Wer bei Formularseiten Google reCaptcha einsetzt macht sich nämlich wieder angreifbar durch die Abmahngeier, selbst wenn er reCaptcha ordentlich in der Datenschutzerklärung einbindet. reCaptcha hat nämlich dummerweise die leidige Nebenwirkung im Hintergrund „Roboto“ von der Google Fonts URL nachzuladen. Das lässt sich super tracken und kneift jeden, der sich in Sicherheit wägte in den Po.
Dagegen steht allerdings dass Google sich offen dazu ausspricht: „IP-Adressen werden nicht protokolliert“(https://developers.google.com/fonts/faq#what_does_using_the_google_fonts_api_mean_for_the_privacy_of_my_users ).
Dominik Lenné
25. Oktober 2022 @ 23:42
Ein Problem sind eingebettete Youtube-Videos. Der IFRAME zieht ebenfalls Google-Fonts schon beim Laden und gibt damit die IP-Adresse preis. Es gibt keinen Grund, warum das nicht auch abgemahnt werden kann. Es sei denn, man beruft sich darauf, dass man berechtigtes Interesse hat, das Video einzubetten und es keine andere Möglichkeit gibt.
Was tun? Videos nur vom eigenen Server laden? Nur einen Link einbauen der das Video öffnet? Oder gibt es noch bessere, elegantere Möglichkeiten??
Charly Meier
19. Juli 2021 @ 7:55
Mittlerweile sind wir in 2021….Google Fonts nutzt nach wie vor die IP Adresse der Nutzer um die Schriften zur Verfügung zu stellen (überträgt also vollständige IP Adressen in die USA)….Pricvacy Shield ist tot, die Standardvertragsklauseln sind für die Übertragung in die USA nicht anwendbar weil Google das schliecht nach deren Gesetzen nicht umsetzen kann. Und nu?
Anonymous
25. Januar 2022 @ 23:28
Es gibt nun endlich ein erstes Urteil zu diesem Sachverhalt:
Das Landgericht München hat – als erstes Gericht in Deutschland – entschieden: Die Verwendung/Einbindung von Google Fonts auf einer Webseite ohne vorherige Einholung der Zustimmung des von der Weitergabe der IP-Adresse an Google betroffenen Internetseitennutzers ist unzulässig.
Neben einem Unterlassungsanspruch gegen den Webseiten-Betreiber steht dem Betroffenen für die unzulässige Weitergabe eine Entschädigung zu. Urteil vom 20.01.2022, AZ: 3 O 17493/20
ilovesolution.de
28. August 2018 @ 11:22
Der Artikel ist mir ein wenig zu kurz gegriffen.

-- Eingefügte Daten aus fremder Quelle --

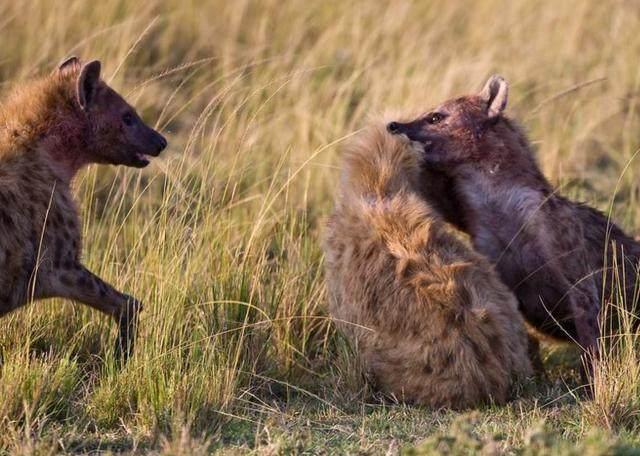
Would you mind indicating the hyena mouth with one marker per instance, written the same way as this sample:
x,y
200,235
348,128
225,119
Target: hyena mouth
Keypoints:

Die Abgrenzung zwischen Google Fonts und Anyltics stellt für uns der ADV-Vertrag dar. Während Google bei Fonts sagen kann was es will, hat man bei Analytics einen Vertrag abgeschlossen, der das Weiterverarbeiten zu Werbezwecken durch Google untersagt.
Zur Reichweitenmessung hat man ein berechtigtes Interesse als Webseitenbetreiber, auch über einen Google Dienst. Das Aufsetzten eines eigenen Services zur Reichweitenmessung stellt einen weitaus höheren Aufwand dar, als die einfache Einbindung von Google Fonts (Aufwand je nach Agentur 30 Minuten – 1 Stunde, Kosten überschaubar 25 – 100€).
Im letzten Absatz ist leider ein kleiner Fehler versteckt, vielleicht war es anders gemeint:
„Nun könnte man noch auf die Idee kommen, dass Google die Daten vom Webtracking mit Google Analytics um die Daten der Schriftarten-Bezieher anreichern könnte. Aber auch das geht nicht ohne zusätzliche Anstrengungen. Während die Schriftarten von den Servern fonts.googleapis.com und fonts.gstatic.com stammen, wird Google Analytics über http://www.google-analytics.com eingebunden. Schließlich wird das Google Analytics Cookie auch gar nicht an Google geschickt, sondern an den jeweiligen Seitenbetreiber. Das Tracking-Cookie von Google Analytics kann also nicht an Googles Font-Server verschickt werden.“
Selbstverständlich werden alle Cookies von Google Analytics an die Google Server gesendet. Ansonsten wären u.a. Statistiken wie Unique Visitor nicht möglich. Google ist zwar rechtlich nicht in der Lage die Daten selbst zu Marketingzwecken zu verarbeiten und mit den Fonts Daten zu matchen (aufgrund des Analytics ADV-Vertrags), dass die Daten nicht an Google gesendet werden ist jedoch nur aus rechtlicher Sicht richtig (Auftragsdatenverarbeiter).
Sebastian Schwäbe
29. August 2018 @ 9:24
Zum ersten Teil: Anders als bei Google Analytics wird bei Fonts aber gerade kein Tracking betrieben. Unabhängig davon, dass eine lokale Einbindung recht einfach möglich ist, steht das m. M. n. nicht einer Interessenabwägung zugunsten des Webseitenbetreibers entgegen, weil der einzige Eingriff in die Rechte der betroffenen Person hier darin liegt, dass der Zugriff auf die Fonts aggregiert ausgewertet wird.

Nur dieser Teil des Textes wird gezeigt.